Hacker News new | ask | show | jobs
by ebbv 4682 days ago
If you trusted a company that started out trading Magic: the Gathering cards with a significant amount of your money, you probably need the lesson you are going to learn from this.
5 comments

Yeah, like those idiots at ebay who started out as a pez dispenser collection.

Anybody who trusts THOSE idiots with their money deserves to lose it.

Howabout those dorks that started out as a school project and went on to become google.

You'd be double, double stupid to work for, trust money to, advertise on that stupid dorky company that started off as a hott or not clone.
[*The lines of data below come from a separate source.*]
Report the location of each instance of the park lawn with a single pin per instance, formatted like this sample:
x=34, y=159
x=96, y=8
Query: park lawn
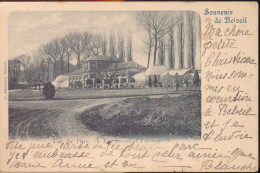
x=144, y=116
x=78, y=93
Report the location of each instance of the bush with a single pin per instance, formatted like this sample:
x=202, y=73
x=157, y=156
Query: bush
x=48, y=90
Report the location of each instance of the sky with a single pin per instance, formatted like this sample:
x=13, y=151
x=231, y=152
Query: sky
x=27, y=31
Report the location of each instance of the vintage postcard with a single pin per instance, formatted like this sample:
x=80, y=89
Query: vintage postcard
x=129, y=86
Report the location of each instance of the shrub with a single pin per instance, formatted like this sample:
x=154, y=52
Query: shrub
x=48, y=90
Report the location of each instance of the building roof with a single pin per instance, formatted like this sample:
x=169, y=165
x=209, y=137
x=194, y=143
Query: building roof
x=79, y=71
x=156, y=70
x=101, y=58
x=139, y=76
x=129, y=65
x=179, y=71
x=61, y=78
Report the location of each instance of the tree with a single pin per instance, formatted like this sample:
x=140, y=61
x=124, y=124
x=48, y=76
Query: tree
x=112, y=45
x=80, y=44
x=196, y=78
x=157, y=24
x=14, y=70
x=121, y=46
x=96, y=44
x=104, y=45
x=149, y=82
x=68, y=51
x=48, y=90
x=52, y=50
x=129, y=47
x=108, y=72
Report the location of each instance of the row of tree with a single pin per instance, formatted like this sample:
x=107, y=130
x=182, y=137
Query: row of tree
x=173, y=38
x=54, y=58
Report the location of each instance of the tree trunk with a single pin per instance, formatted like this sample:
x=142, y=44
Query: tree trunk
x=78, y=61
x=68, y=63
x=61, y=65
x=155, y=50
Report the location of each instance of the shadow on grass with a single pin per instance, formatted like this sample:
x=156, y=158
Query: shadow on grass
x=143, y=116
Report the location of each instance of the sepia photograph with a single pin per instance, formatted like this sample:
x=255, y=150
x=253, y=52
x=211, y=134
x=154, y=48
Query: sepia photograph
x=127, y=74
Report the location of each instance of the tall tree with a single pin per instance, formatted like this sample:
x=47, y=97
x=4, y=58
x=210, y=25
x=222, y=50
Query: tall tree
x=121, y=46
x=52, y=51
x=156, y=23
x=96, y=44
x=129, y=47
x=68, y=51
x=104, y=45
x=80, y=44
x=112, y=45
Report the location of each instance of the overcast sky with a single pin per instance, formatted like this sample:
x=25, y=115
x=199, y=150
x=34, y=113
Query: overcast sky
x=29, y=30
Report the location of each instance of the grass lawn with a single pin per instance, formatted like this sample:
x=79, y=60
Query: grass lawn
x=144, y=116
x=78, y=93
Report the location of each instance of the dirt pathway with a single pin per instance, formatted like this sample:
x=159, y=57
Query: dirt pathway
x=49, y=119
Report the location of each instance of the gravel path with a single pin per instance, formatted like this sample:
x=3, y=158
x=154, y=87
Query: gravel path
x=49, y=119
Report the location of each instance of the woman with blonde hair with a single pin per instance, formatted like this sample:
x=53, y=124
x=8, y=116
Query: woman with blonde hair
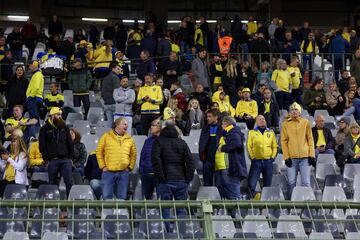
x=14, y=164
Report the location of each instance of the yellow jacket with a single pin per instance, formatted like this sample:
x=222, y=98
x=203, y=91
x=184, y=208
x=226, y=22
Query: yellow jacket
x=262, y=146
x=116, y=153
x=248, y=107
x=156, y=95
x=101, y=56
x=35, y=157
x=296, y=139
x=36, y=85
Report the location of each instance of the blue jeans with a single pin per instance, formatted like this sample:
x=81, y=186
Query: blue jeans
x=208, y=173
x=302, y=165
x=32, y=104
x=64, y=166
x=260, y=166
x=327, y=151
x=229, y=187
x=170, y=189
x=95, y=185
x=115, y=182
x=148, y=185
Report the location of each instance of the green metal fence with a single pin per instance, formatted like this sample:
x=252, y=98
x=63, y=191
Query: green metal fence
x=82, y=219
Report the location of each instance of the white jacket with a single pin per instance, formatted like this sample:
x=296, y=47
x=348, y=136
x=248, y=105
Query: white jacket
x=20, y=166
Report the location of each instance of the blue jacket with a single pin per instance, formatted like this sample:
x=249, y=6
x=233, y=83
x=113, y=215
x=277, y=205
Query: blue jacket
x=234, y=147
x=145, y=156
x=338, y=45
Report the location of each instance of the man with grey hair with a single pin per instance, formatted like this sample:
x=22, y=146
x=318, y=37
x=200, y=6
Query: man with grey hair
x=232, y=144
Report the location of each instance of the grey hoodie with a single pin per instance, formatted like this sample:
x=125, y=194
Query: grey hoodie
x=124, y=98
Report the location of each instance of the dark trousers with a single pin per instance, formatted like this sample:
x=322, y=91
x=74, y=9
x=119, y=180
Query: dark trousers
x=260, y=166
x=64, y=166
x=146, y=120
x=148, y=185
x=3, y=184
x=208, y=173
x=283, y=99
x=85, y=99
x=169, y=190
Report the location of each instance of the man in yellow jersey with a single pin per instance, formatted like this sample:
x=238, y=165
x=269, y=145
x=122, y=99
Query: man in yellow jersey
x=150, y=97
x=323, y=139
x=18, y=121
x=297, y=144
x=54, y=98
x=34, y=92
x=352, y=144
x=296, y=80
x=262, y=148
x=282, y=79
x=247, y=109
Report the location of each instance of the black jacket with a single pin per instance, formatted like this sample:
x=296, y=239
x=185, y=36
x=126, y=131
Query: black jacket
x=330, y=142
x=171, y=157
x=55, y=142
x=15, y=91
x=272, y=118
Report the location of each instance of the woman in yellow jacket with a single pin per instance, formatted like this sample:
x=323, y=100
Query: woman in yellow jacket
x=116, y=156
x=103, y=56
x=223, y=101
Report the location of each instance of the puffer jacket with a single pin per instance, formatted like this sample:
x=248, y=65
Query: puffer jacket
x=115, y=152
x=171, y=157
x=145, y=166
x=124, y=98
x=80, y=81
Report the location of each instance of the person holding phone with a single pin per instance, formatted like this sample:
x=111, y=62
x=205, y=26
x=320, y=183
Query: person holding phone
x=14, y=164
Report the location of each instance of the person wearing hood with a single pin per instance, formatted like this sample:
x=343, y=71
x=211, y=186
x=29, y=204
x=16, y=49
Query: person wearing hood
x=230, y=170
x=124, y=98
x=174, y=167
x=57, y=148
x=262, y=148
x=116, y=156
x=177, y=92
x=298, y=147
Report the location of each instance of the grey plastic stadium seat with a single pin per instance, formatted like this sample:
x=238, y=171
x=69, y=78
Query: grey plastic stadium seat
x=72, y=117
x=324, y=169
x=319, y=236
x=295, y=227
x=83, y=192
x=301, y=193
x=260, y=227
x=333, y=194
x=350, y=170
x=82, y=126
x=326, y=158
x=352, y=236
x=90, y=142
x=55, y=236
x=16, y=236
x=189, y=228
x=225, y=228
x=208, y=193
x=77, y=228
x=15, y=191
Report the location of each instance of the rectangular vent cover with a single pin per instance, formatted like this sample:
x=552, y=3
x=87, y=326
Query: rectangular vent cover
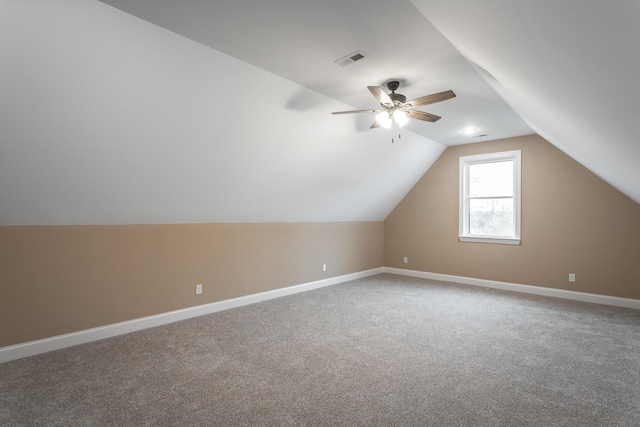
x=351, y=58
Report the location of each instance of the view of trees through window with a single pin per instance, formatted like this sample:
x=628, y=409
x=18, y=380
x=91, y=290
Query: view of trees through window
x=491, y=199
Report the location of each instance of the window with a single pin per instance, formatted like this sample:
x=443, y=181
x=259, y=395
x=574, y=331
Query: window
x=490, y=198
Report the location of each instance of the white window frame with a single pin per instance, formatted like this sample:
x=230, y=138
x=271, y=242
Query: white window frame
x=465, y=162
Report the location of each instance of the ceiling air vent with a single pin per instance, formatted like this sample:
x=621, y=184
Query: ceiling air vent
x=351, y=58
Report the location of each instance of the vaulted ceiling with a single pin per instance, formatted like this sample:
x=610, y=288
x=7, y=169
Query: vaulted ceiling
x=147, y=111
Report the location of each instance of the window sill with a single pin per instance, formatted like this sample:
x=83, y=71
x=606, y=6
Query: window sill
x=496, y=240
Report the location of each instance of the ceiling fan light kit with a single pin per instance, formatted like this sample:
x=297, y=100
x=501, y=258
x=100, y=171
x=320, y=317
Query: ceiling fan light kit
x=396, y=109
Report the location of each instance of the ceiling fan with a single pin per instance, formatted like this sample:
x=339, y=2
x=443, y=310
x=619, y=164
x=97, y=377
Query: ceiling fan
x=396, y=108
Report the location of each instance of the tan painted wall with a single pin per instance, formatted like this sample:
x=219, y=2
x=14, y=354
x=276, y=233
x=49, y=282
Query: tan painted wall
x=572, y=222
x=62, y=279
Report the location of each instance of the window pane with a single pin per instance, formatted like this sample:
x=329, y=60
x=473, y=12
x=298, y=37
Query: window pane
x=491, y=179
x=491, y=217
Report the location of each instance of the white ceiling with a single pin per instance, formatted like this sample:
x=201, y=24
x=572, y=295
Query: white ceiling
x=220, y=111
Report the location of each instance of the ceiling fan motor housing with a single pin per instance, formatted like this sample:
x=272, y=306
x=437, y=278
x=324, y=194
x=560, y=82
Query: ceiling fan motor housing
x=397, y=98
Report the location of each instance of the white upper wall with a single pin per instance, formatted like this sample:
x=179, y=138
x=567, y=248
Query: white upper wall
x=107, y=119
x=569, y=68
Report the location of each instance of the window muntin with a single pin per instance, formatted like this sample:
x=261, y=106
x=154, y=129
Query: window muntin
x=490, y=198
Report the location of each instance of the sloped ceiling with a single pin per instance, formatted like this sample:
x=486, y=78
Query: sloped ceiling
x=569, y=68
x=192, y=111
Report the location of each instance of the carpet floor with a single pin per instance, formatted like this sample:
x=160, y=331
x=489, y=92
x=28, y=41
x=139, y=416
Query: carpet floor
x=381, y=351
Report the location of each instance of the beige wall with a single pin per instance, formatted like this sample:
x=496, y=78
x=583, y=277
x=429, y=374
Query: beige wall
x=63, y=279
x=572, y=222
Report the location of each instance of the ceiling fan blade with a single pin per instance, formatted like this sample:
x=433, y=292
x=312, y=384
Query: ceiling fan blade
x=356, y=111
x=420, y=115
x=382, y=96
x=432, y=99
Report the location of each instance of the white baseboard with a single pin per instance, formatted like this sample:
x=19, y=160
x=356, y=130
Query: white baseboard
x=32, y=348
x=527, y=289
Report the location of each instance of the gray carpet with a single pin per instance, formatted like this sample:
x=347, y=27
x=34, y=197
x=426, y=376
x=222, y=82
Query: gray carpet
x=382, y=351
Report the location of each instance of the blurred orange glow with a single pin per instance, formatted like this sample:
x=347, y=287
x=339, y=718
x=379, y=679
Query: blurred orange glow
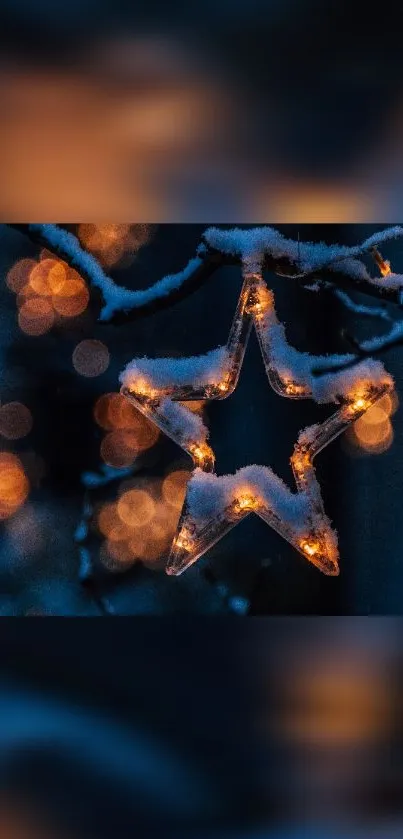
x=18, y=275
x=14, y=486
x=373, y=431
x=47, y=277
x=91, y=358
x=119, y=448
x=45, y=289
x=174, y=488
x=15, y=420
x=111, y=242
x=112, y=411
x=137, y=526
x=73, y=295
x=36, y=316
x=315, y=202
x=136, y=508
x=337, y=706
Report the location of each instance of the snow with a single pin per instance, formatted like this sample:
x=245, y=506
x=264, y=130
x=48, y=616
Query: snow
x=251, y=245
x=209, y=494
x=117, y=298
x=329, y=386
x=197, y=371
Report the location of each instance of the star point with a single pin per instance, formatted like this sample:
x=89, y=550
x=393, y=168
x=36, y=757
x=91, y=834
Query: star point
x=213, y=505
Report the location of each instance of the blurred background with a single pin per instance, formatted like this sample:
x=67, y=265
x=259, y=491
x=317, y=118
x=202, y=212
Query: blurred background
x=90, y=492
x=272, y=111
x=286, y=729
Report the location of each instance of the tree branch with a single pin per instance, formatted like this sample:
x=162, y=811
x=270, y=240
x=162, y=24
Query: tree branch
x=134, y=304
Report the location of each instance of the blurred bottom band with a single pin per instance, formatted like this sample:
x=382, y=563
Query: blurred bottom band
x=272, y=727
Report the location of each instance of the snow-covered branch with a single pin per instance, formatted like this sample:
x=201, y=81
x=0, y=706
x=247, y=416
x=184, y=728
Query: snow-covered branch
x=256, y=248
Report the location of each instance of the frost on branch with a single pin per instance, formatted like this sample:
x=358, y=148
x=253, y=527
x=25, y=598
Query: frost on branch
x=167, y=372
x=250, y=246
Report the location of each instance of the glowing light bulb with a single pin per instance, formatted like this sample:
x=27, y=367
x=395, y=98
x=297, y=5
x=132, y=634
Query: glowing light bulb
x=383, y=264
x=245, y=502
x=309, y=547
x=184, y=541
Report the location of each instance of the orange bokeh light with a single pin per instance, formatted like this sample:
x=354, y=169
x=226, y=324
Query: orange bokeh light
x=136, y=507
x=14, y=485
x=72, y=297
x=15, y=420
x=130, y=432
x=373, y=431
x=110, y=243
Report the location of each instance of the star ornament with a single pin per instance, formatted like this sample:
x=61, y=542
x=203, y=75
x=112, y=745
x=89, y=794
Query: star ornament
x=160, y=389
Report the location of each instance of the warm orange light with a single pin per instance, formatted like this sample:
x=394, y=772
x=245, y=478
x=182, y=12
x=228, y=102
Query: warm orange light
x=245, y=501
x=72, y=296
x=136, y=507
x=142, y=388
x=36, y=316
x=200, y=453
x=184, y=541
x=18, y=275
x=15, y=420
x=309, y=547
x=14, y=485
x=294, y=389
x=383, y=264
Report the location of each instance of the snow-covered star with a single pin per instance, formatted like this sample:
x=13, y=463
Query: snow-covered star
x=160, y=388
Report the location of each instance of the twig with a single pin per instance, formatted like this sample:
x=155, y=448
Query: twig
x=159, y=298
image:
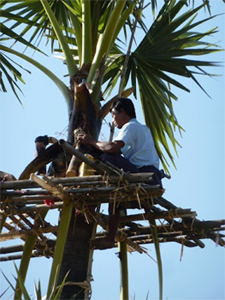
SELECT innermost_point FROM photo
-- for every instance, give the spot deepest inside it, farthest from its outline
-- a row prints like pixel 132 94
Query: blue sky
pixel 197 183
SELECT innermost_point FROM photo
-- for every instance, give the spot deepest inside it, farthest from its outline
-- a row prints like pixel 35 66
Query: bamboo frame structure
pixel 22 201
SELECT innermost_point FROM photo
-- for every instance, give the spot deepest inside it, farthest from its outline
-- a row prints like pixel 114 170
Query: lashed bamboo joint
pixel 22 202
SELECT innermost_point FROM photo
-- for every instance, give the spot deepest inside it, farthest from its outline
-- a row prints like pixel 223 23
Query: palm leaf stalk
pixel 72 68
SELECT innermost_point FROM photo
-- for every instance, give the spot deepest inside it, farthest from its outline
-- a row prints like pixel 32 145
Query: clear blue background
pixel 197 183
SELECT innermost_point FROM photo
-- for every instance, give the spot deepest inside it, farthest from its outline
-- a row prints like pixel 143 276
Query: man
pixel 133 150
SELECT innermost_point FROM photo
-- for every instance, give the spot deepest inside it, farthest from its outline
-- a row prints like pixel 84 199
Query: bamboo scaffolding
pixel 22 201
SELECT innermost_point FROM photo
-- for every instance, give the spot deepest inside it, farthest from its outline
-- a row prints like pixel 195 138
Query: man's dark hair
pixel 125 104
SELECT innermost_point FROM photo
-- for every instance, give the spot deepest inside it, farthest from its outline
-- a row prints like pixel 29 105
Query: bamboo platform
pixel 23 202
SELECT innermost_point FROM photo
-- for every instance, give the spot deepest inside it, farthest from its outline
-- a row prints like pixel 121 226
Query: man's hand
pixel 86 139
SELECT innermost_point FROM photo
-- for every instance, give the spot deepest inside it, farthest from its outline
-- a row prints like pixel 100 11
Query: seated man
pixel 136 145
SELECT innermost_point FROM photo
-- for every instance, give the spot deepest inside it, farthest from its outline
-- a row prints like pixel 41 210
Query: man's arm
pixel 110 147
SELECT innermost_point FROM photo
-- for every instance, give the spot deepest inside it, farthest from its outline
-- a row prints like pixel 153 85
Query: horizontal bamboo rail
pixel 22 201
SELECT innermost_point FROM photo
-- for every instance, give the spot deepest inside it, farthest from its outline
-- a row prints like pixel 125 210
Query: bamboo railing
pixel 22 201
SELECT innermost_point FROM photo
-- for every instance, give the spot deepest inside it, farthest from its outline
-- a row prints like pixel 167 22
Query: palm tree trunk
pixel 76 255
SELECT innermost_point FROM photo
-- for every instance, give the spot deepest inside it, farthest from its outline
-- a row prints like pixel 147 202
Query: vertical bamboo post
pixel 124 289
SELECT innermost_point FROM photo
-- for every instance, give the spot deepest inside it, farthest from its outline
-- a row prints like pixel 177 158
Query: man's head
pixel 122 110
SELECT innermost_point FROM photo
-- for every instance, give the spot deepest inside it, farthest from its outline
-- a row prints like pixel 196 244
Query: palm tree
pixel 87 35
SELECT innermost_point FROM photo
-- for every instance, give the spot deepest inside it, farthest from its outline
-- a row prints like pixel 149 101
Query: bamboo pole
pixel 124 289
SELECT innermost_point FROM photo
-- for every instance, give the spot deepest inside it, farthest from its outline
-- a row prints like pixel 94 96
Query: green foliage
pixel 24 294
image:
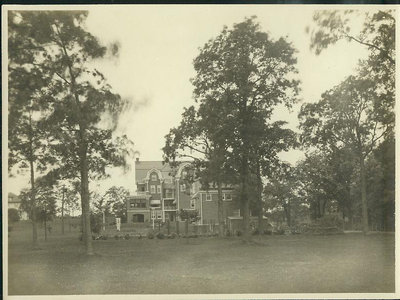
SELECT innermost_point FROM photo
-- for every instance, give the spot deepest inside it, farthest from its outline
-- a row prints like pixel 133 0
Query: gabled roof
pixel 143 167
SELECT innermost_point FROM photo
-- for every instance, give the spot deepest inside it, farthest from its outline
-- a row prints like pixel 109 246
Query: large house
pixel 14 202
pixel 162 192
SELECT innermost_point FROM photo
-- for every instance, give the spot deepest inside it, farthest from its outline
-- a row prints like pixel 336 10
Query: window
pixel 168 193
pixel 227 197
pixel 208 197
pixel 138 203
pixel 138 218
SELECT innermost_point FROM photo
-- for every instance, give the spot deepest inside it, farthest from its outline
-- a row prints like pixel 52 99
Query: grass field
pixel 272 264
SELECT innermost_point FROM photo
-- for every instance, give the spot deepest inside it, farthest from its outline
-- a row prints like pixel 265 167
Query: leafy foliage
pixel 13 215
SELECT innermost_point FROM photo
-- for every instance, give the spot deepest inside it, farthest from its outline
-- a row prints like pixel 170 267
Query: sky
pixel 154 66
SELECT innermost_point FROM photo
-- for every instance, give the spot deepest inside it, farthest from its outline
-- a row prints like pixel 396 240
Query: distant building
pixel 15 202
pixel 162 192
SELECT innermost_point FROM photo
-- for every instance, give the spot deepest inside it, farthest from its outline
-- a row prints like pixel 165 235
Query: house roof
pixel 12 198
pixel 143 167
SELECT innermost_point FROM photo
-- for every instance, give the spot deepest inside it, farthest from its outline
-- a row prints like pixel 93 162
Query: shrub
pixel 160 235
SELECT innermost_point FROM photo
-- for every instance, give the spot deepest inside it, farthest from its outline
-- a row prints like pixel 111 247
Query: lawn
pixel 272 264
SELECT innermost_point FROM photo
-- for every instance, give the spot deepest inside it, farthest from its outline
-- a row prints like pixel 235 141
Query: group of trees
pixel 243 75
pixel 348 134
pixel 62 112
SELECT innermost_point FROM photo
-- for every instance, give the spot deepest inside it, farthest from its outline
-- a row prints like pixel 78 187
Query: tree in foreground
pixel 250 73
pixel 346 117
pixel 202 137
pixel 83 109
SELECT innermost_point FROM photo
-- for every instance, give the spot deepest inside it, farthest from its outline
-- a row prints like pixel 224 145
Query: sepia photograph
pixel 199 151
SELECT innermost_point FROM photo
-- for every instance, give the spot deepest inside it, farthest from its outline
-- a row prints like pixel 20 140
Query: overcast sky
pixel 154 67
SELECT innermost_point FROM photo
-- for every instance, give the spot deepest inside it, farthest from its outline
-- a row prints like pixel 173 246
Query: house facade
pixel 15 202
pixel 162 192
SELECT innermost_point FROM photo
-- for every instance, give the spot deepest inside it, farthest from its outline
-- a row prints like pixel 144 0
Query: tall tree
pixel 377 34
pixel 346 117
pixel 27 88
pixel 84 108
pixel 202 137
pixel 250 73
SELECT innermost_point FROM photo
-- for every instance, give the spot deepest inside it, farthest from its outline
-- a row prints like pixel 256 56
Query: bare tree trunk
pixel 33 207
pixel 62 213
pixel 177 226
pixel 260 203
pixel 245 199
pixel 220 210
pixel 87 233
pixel 364 196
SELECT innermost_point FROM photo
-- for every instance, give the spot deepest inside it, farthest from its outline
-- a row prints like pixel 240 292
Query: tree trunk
pixel 62 214
pixel 33 207
pixel 260 202
pixel 245 199
pixel 87 233
pixel 364 195
pixel 220 211
pixel 286 208
pixel 246 220
pixel 45 226
pixel 187 227
pixel 177 226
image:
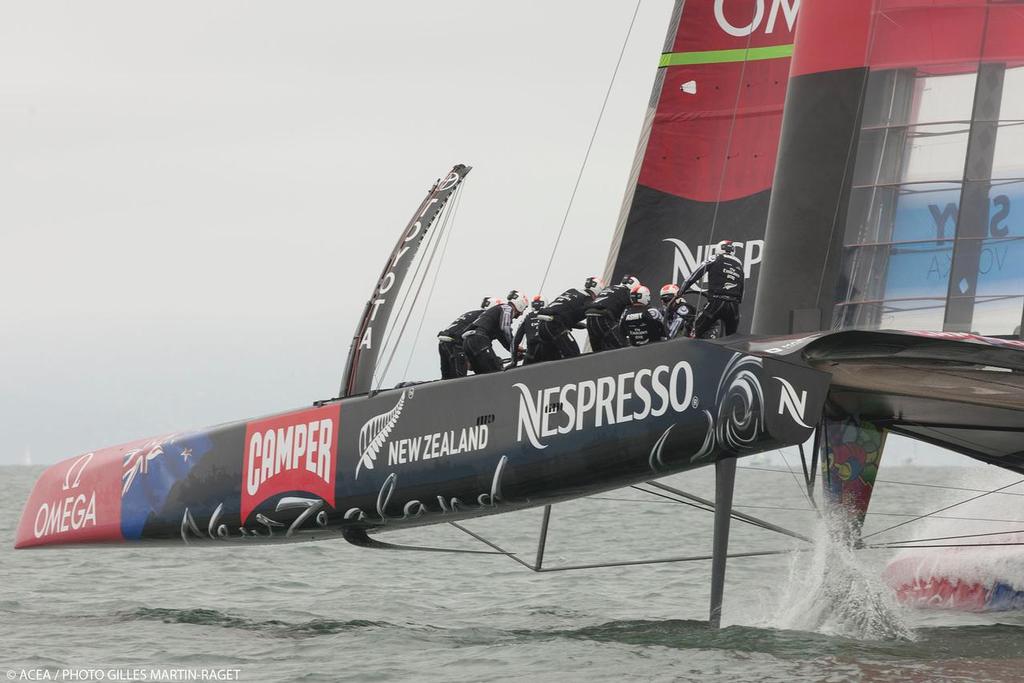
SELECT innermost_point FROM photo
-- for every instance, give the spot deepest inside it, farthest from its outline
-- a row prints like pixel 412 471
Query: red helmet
pixel 640 295
pixel 669 292
pixel 518 300
pixel 630 281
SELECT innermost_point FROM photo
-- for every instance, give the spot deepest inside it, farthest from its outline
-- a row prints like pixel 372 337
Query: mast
pixel 369 339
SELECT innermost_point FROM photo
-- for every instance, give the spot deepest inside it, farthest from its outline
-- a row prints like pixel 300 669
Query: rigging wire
pixel 590 145
pixel 945 538
pixel 432 248
pixel 456 201
pixel 902 483
pixel 793 509
pixel 801 485
pixel 390 340
pixel 973 498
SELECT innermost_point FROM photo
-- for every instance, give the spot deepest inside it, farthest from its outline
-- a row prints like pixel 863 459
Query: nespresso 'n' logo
pixel 795 404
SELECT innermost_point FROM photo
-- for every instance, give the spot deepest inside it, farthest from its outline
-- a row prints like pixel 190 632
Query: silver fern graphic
pixel 375 432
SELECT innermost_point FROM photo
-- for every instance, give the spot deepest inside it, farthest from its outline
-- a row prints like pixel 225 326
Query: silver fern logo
pixel 375 433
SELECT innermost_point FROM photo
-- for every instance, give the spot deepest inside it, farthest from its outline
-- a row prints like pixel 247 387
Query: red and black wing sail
pixel 707 154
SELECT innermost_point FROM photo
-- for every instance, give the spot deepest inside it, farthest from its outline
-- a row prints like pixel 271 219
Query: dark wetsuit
pixel 678 318
pixel 556 322
pixel 529 329
pixel 495 323
pixel 450 345
pixel 725 292
pixel 642 325
pixel 603 315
> The frequently repeated story that eBay was founded to help Omidyar's fiancée trade Pez candy dispensers was fabricated by a public relations manager in 1997 to interest the media

https://en.wikipedia.org/wiki/Ebay#History

Your already spurious analogy is extra terrible because nobody deposits hundreds of thousands of dollars with eBay.

Paypal, OTOH, started out as a financial service and was designed as one from the beginning, and proven itself reliable. But even so, most people know not to leave large amounts of money in their Paypal accounts, and to make regular deposits into a proper bank account.

What you are saying is "Don't use mtgox because one of its founders that has no role in the company once thought about doing magic the gathering cards exchange".

The site never really worked as a cards exchange.

However, I agree that given Mt. Gox record of fuck ups, I would never put any large sums there.

In this case, it is not Mt. Gox who is stealing money, it's the US government.
That's like saying "The government stole my car from the valet who was driving it without a license". Mt.Gox knew they needed a license, that's been made extremely clear. The only reason they are still operating at all is because Japanese authorities are asleep at the wheel.
If it's like you say, then people are supposed to go to the government to recover their funds. Unfortunately, govt won't give them a cent. It's like you live on a street where mafia requires valets to "buy" a license. You happen to give your car to a valet who forgot to "buy" a license from mafia. Then mafia seizes your car from the valet and you get upset. Why blame the valet if it's better to not have a mafia in the first place?

Oh, I forget. Mafia dictates what's good for your health and educates your children because it gives you a great service: protection against other mafias. And the price for that service is not fixed. You have to give up half of your income.

My point was not whether they were "stealing" their money, it's that they weren't an entity you should be trusting with substantial amounts of money. Whether they lost it by malicious action, inept accident or by themselves being stomped on by some larger entity (the government in this case), it was/is foolish to trust an organization like Mtgox with lots of your money.
It's kind of impressive that they can just lose 5 million like that and go on doing business. Actually I don't know if impressive is the word I was looking for...
They claim that they've made around $9M in fees this year, so in theory they can probably swallow a $5M loss.
As long as some portion of that $5M eventually goes towards licensure and bonding, or is returned, I'm counting it as forward progress to have that money seized.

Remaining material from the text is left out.